Crossland partner raises red flag of alarm
Wednesday, 15 August, 2007
by Mark Hawthorne
The Age - Business Day
Just a week ago, one of the biggest insider trading trials in Canadian history concluded in a Toronto courtroom — Bre-X geologist John Felderhof was acquitted of all charges, including that of issuing phoney gold estimates.
Back in 1997, the share price of Bre-X plummeted from $C28.17 to zero in a day, wiping out the company's market value of $C6.17 billion. Bre-X said it had found 200 million ounces of gold at Busang, in the jungles of Borneo. That claim turned out to be a hoax.
The Ontario Securities Commission says almost 30,000 ore samples from the Borneo site were tampered with, but it has been unable to pin the crime on any individual.
Former Bre-X chief executive David Walsh died of a brain aneurism in the Bahamas in 1998, aged 52. Company geologist Michael de Guzmant died in April 1997, after falling 240 metres from a helicopter while travelling to Busang.
Borneo police identified his body from fingerprints and said they found a suicide note.
Canada's Toronto Globe and Mail and Singapore's Straits Times have both reported that de Guzmant, who would now be 51, may be alive and living in Brazil. Others even suggest he's living in Bondi.
That left Dutch-born Felderhof, 66, as the last possible scapegoat for the OSC. Felderhof sold $C84 million of Bre-X stock just days before the company's collapse.
Judge Peter Hryn of the Ontario Court of Justice disagreed that Felderhof knew the gold estimates were false.
"The tampering at Bre-X was unprecedented," he said. "But there were no red flags that should have been apparent to Felderhof."
At least some red flags were picked up by junior Australian explorer Crossland Uranium Mines, which listed in July.
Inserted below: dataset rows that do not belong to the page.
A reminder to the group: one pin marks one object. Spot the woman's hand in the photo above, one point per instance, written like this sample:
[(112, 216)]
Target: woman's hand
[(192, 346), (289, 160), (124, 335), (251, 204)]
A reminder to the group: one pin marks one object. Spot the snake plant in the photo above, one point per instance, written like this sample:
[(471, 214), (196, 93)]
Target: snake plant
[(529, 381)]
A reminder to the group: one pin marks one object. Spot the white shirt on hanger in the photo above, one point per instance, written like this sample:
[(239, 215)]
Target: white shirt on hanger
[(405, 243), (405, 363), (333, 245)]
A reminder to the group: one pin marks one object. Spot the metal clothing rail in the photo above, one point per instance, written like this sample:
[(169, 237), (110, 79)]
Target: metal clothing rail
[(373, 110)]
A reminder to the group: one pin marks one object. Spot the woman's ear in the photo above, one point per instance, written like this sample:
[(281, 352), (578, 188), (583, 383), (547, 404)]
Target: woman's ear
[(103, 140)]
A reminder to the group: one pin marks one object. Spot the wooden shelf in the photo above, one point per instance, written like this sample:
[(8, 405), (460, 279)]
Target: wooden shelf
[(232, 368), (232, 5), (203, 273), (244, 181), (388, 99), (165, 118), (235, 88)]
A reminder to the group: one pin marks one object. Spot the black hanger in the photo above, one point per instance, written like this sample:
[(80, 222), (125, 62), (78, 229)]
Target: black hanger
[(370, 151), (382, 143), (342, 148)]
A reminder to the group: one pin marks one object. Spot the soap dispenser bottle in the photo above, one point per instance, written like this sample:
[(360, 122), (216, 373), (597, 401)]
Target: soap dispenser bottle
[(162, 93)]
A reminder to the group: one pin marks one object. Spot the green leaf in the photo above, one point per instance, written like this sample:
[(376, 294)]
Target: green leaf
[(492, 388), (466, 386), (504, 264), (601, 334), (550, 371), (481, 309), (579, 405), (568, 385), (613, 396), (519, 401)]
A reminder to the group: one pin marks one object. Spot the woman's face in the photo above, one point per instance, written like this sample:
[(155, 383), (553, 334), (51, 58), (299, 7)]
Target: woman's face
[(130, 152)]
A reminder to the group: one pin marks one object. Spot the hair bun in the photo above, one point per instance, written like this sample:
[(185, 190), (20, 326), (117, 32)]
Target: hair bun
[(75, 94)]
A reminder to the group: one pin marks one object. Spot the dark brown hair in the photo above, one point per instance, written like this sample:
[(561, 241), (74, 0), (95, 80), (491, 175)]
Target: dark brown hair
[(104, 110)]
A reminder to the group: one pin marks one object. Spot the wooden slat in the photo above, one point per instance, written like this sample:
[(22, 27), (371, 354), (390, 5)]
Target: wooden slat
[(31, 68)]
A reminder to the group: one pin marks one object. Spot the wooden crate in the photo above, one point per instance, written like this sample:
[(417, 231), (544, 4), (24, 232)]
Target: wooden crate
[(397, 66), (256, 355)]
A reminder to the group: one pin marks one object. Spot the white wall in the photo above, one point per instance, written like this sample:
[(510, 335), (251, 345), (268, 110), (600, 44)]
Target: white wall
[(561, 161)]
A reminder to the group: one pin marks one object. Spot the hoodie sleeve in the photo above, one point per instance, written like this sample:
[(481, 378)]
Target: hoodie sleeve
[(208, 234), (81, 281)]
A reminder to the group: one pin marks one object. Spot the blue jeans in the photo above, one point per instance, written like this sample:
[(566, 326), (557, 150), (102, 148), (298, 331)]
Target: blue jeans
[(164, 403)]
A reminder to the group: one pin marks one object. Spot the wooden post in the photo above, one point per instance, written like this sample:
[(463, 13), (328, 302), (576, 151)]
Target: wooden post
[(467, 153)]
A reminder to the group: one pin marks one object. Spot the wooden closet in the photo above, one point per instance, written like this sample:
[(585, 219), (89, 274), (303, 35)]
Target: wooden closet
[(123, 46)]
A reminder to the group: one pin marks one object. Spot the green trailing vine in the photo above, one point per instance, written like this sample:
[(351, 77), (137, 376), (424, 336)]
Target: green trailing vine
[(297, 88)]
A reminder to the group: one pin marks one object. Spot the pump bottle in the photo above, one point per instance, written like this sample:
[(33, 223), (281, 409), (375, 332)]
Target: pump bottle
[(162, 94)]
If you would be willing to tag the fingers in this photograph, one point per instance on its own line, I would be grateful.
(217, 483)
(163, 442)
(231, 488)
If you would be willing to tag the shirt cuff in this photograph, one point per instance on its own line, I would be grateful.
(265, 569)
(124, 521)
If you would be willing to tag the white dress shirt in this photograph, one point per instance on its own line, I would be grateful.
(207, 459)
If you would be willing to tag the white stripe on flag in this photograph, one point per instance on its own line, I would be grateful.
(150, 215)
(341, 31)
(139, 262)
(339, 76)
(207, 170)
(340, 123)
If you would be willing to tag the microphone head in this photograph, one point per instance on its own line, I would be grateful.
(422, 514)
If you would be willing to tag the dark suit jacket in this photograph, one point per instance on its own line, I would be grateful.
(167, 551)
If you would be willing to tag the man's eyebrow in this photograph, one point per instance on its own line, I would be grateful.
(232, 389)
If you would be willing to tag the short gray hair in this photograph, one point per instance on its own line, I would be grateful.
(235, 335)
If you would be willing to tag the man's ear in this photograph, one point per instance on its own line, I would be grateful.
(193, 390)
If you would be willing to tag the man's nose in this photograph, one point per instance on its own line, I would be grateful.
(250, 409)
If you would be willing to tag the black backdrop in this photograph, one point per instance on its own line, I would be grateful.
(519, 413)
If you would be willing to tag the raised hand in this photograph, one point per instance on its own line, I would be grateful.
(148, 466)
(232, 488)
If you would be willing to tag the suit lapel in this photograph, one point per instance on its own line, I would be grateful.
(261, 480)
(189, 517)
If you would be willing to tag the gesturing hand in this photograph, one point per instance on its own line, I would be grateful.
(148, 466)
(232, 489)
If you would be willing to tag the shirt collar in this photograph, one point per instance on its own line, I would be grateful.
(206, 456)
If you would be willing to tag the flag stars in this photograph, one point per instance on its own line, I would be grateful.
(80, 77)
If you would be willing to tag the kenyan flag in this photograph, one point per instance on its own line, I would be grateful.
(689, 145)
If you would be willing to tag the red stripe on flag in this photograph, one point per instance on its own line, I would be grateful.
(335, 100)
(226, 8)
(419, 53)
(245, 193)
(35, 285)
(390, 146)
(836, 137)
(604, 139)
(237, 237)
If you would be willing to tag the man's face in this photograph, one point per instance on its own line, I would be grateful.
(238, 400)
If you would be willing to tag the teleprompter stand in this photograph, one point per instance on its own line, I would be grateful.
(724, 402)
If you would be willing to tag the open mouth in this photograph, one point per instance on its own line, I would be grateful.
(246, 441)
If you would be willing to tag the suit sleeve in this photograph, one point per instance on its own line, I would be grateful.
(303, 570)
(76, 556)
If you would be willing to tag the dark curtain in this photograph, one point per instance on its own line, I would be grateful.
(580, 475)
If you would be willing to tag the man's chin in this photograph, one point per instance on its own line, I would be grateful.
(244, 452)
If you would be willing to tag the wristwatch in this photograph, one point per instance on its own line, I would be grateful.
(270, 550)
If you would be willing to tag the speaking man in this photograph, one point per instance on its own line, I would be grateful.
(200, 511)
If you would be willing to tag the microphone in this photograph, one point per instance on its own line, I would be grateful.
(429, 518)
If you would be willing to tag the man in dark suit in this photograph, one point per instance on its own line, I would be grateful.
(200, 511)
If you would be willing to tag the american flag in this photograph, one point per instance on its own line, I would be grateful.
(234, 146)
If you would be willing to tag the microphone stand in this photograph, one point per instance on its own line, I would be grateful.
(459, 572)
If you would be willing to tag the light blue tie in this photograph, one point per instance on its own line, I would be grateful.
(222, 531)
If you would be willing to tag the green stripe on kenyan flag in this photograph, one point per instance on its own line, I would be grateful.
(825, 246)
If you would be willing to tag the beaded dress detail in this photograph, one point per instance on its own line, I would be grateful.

Crossland holds exploration licences with Toronto-listed junior Centram Exploration, covering Chilling district and the Alligator Rivers region of the Northern Territory.
Last week Centram issued an exploration update to the Toronto exchange, claiming: "Alligator Rivers hosts over 300,000 tonnes of U3O8 (uranium oxide with an in-situ value exceeding $US60 billion at current prices) in medium to high-grade deposits similar to some of those in the Athabasca Basin of Saskatchewan."
Canada's Athabasca Basin supplies about 30 per cent of the world's uranium.
Centram duly sent the release to the Australian Stock Exchange — much to the horror of the Crossland board.
Within hours, a complete retraction of the uranium estimate had been made by Crossland to the ASX — aerial exploration of the claims has only just begun, after Centram came on board in late July.
Crossland's chairman is Robert Cleary and managing director Geoff Eupene. Both are veterans of uranium mining and worked on the Ranger Mine — and are said to be a little embarrassed by the claims of their new partner.